If so, however, Leonhardt does not offer a plausible story to explain how this might be accomplished. Despite his valiant effort to present changes in the common sense of elites and in the strength of labor over time as at least partially exogenous factors that can shift independently of broader economic and geopolitical trends, his own assessment of the elements that produced the American Dream after World War II largely suggest the contrary. The war itself reshaped relationships among government, business, and labor in the United States and of course also the United States’ role in the global economy in ways that virtually no other event could have.
Perhaps even more importantly, the Cold War and the specter of communism incentivized a degree of cross-class cooperation that would have been difficult to imagine under any other conditions. This is not to mention another critically important factor that is (thankfully) unlikely to reappear anytime soon: economic growth fueled by a dramatic increase in defense spending to combat real or perceived existential enemies around the world. Throw in severe restrictions on immigration between the 1920s and mid-1960s that placed upward pressure on wages in many industries and you get what Jefferson Cowie has aptly called “The Great Exception.”
In short, it is not easy to imagine a reproduction of anything like the conditions that made the political economy of postwar America possible in the foreseeable future. Nor is it at all obvious we would want to reproduce those conditions, dependent as they were on the military, economic, and political hegemony of the United States around the world — another point understated in Leonhardt’s account.
Of course, just as the Cold War once spurred government investment in research and development, there is evidence that pressure to address climate change and increasing tension with China are pushing the United States in a new economic direction. This includes the adoption of policies aimed at shoring up American manufacturing and increasing government investment in infrastructure and strategic industries like microchips and semiconductors. Indeed, the Biden administration has moved leftward on a range of economic policies to a degree we haven’t seen from Democrats in decades.
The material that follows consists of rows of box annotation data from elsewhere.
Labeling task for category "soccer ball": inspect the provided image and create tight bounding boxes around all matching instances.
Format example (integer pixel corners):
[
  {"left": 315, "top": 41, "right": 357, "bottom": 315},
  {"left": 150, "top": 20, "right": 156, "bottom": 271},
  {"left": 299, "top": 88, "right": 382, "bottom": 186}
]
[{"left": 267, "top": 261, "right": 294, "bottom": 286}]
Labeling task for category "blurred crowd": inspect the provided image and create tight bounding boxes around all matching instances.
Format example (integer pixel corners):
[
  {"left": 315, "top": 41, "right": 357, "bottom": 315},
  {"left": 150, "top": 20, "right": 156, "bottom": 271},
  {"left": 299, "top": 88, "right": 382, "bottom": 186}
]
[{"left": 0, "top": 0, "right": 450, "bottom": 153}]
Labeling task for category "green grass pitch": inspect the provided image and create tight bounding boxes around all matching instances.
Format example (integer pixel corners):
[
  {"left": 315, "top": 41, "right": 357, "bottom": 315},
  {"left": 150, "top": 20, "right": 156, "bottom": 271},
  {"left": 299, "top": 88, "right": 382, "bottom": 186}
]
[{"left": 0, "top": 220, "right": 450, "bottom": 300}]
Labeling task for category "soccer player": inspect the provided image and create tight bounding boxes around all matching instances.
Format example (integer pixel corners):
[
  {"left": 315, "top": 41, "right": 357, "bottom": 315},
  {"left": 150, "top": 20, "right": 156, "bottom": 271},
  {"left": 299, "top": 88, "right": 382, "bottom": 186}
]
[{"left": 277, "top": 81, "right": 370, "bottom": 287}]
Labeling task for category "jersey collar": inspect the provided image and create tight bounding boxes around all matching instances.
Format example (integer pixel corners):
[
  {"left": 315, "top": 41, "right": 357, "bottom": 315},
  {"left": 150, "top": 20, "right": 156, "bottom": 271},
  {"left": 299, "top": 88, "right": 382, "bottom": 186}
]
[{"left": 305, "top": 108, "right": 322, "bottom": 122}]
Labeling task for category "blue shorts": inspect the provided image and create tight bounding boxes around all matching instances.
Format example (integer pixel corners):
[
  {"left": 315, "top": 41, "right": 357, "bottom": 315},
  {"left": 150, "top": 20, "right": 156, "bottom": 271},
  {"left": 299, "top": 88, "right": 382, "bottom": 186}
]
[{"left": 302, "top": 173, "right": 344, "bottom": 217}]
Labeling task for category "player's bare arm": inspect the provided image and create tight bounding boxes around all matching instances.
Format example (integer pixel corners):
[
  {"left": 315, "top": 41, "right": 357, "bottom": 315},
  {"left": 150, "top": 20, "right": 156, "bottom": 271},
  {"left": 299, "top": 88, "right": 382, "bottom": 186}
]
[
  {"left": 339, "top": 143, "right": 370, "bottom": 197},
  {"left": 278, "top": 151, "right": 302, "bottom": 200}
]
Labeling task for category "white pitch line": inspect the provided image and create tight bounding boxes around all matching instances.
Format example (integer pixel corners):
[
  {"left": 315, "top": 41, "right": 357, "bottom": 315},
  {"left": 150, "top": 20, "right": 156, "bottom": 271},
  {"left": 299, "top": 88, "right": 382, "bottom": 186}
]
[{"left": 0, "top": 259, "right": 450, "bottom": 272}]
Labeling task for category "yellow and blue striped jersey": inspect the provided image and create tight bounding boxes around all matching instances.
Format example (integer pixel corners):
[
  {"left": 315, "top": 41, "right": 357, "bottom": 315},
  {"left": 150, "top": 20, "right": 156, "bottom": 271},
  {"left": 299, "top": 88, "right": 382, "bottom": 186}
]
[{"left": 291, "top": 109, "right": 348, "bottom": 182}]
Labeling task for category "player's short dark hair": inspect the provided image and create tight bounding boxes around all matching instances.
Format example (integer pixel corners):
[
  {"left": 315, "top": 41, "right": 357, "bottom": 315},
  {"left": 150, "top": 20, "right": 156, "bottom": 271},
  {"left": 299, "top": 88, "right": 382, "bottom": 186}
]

And despite the US labor movement’s continued weakness in terms of membership, the past few years have witnessed a surge in major strike activity and union victories against historically invincible corporate opponents like Amazon and Volkswagen. Plus, Americans’ support for labor unions is at a sixty year high.
However, any sober assessment of current economic and political realities must concede that these modest steps in the right direction face daunting headwinds they are unlikely to overcome in the short to medium term. These include a national political system so polarized that the chances of seeing anything like the commanding congressional Democratic majorities that made the New Deal and Great Society possible are remote, a Democratic Party whose political brand is increasingly toxic among working-class voters of all races, and the obvious absence of any meaningful alternative political force capable of championing working-class interests.
Yet despite the many challenges that stand in the way of realizing Leonhardt’s version of social democracy, his book provides a clear and generally compelling account of the fleeting time in US history when the American dream seemed in reach for most, and offers important lessons for how it might be again.